Comprehensive Study on Former J.N. Adam Developmental Center Completed

Senator Young secured $235,000 for study which assessed structural integrity, historical significance and redevelopment options

Olean, New York – A study that was necessary to advance the potential sale of the abandoned J.N. Adam Developmental Center has been completed, announced Senator Catharine M. Young (R,C,I-57th S.D.). Senator Young, who, along with Assemblyman Joseph Giglio (R,C,I – 148th A.D.), has led the charge to remove roadblocks to the site’s redevelopment, heralded the report as a key step towards resolution of the issue. 

“This study should remove some of the bureaucratic red tape preventing the sale of this facility, so we can get it back on the tax rolls. That would be wonderful and very welcome news to the taxpayers of Perrysburg who have borne the costs  associated with this site, including repeated law enforcement responses to vandalism, trespassing and safety issues,” said Senator Young. “The completion of this study offers a thorough review of the site’s redevelopment challenges and options which is crucial to moving forward.” 
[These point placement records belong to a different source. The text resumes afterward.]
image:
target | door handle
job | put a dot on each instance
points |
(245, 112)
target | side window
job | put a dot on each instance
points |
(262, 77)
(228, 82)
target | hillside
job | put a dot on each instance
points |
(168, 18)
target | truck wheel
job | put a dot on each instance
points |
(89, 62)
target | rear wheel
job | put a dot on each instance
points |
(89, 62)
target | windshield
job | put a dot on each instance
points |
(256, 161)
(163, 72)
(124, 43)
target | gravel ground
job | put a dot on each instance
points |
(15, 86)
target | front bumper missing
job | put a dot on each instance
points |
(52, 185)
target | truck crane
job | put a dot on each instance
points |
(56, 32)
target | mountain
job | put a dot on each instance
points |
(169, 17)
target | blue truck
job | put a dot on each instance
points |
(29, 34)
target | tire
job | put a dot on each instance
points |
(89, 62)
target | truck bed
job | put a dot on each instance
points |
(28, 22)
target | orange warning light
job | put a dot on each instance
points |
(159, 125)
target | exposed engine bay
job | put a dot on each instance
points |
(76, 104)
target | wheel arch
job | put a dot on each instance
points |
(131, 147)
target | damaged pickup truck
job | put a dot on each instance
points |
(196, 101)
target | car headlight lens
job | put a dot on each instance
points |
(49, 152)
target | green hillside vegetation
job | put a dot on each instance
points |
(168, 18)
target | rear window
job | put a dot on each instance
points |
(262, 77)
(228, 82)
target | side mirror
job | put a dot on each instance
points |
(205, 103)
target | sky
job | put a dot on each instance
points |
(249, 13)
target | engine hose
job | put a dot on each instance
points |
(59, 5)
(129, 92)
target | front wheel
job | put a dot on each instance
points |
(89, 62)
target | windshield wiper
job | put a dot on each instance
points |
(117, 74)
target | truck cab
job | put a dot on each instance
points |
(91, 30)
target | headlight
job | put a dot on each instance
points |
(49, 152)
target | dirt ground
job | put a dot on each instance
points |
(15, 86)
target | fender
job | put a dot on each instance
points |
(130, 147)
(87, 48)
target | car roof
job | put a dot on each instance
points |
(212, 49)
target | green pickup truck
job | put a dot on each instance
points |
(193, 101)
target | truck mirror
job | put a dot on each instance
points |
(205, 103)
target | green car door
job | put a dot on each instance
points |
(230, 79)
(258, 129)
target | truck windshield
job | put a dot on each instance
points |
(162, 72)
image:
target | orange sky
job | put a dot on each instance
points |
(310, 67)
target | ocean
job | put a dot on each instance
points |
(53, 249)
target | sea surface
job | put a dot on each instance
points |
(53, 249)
"I am very pleased that the New York State Office of General Services has completed the study of the former J.N. Adam Hospital in Perrysburg.  This is a vital step in reclaiming and reusing this valuable site.  It is my hope that we will be able to move forward quickly to turn this land into an attractive area that will benefit our entire community,” said Assemblyman Giglio.

The former J.N. Adam Developmental Center consists of 44 buildings that served as a tuberculosis hospital between 1912 and 1952. The property was transferred to the state in 1952 and later converted into a state-run residential and treatment facility for the Office of People with Developmental Disabilities (OPWDD, previously known as OMRDD). Closed by the state in 1998, many of the buildings, most of which contain asbestos and lead paint, have deteriorated at a rapid pace.
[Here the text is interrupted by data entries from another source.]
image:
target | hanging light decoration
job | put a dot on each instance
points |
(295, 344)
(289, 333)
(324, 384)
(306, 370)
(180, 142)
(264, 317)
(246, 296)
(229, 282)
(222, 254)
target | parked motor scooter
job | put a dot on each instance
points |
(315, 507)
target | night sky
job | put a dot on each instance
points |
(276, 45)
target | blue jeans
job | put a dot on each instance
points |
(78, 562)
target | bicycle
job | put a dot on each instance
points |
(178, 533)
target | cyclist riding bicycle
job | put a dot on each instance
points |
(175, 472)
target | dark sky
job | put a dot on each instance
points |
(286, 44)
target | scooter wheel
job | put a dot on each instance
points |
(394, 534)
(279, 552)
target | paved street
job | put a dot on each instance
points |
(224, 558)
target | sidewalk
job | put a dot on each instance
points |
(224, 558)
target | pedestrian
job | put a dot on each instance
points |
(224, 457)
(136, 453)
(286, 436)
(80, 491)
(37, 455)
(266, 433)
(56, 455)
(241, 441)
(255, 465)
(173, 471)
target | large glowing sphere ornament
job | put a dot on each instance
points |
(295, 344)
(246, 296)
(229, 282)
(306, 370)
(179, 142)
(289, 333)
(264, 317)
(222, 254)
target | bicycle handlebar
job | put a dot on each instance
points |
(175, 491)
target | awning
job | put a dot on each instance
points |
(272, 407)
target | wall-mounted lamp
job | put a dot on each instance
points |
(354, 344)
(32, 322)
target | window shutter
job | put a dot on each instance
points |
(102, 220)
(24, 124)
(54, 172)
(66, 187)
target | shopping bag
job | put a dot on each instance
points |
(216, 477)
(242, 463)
Efforts have been made over the years to place the property up for sale. However, several legal impediments, including a right of reverter clause held by the City of Buffalo, and numerous environmental concerns have been barriers to the ultimate sale of the property.

In 2015, Senator Young and Assemblyman Giglio passed legislation directing the New York State Office of General Services (OGS) and the Office for People with Developmental Disabilities (OPWDD) to produce a report on the best and alternative uses for the property. Governor Cuomo vetoed the legislation but encouraged inclusion of the project in budget discussions. Subsequently, Senator Young secured $235,000 in funding for the study in the 2016-17 budget.

Beginning in the fall of 2016, the Office of General Services developed the report in consultation with the Office for People with Developmental Disabilities (OPWDD) as well as Empire State Development, the Office of Parks, Recreation and Historic Preservation and the Department of Environmental Conservation, as well as outside consultants. 

The report analyzed a number of components that bear on the site’s redevelopment prospects including its structural condition, historical significance, reuse options and environmental issues.  Among the findings of the report:

Structural assessment: The lack of building maintenance and repair over the past 25 years has left the facility buildings in a “compromised” state, making rehabilitation for reuse, impractical and cost-prohibitive. The report concludes that any redevelopment would likely require demolition or large-scale reconstruction.

Historical significance: The New York State Office of Parks, Recreation and Historic Preservation affirmed that of the 44 buildings that comprise the facility, Buildings 1 – 5 are eligible for a listing on the New York State and National Registers of Historic Places. However, the agency’s assessment recognizes that, because of the structural deterioration, demolition may be necessary.

Redevelopment analysis: The study found that the most viable redevelopment scenario would involve subdividing the 592 acres of undeveloped land into smaller tracts that could be marketed as sites for seasonal second homes, hunting cabins or other recreational uses. The report indicated that the $15 million to $18 million investment that would be required to improve the entire site, including the decaying buildings, precludes the possibility of redevelopment for alternative uses. 

“It is crucial that the state and local governments come up with a solution to the issues confronting the J.N. Adam facility. The Perrysburg community has borne the burdens associated with this abandoned property for too long. With the completion of this study, we can now make informed, prudent decisions on the best course of action,” concluded Senator Young.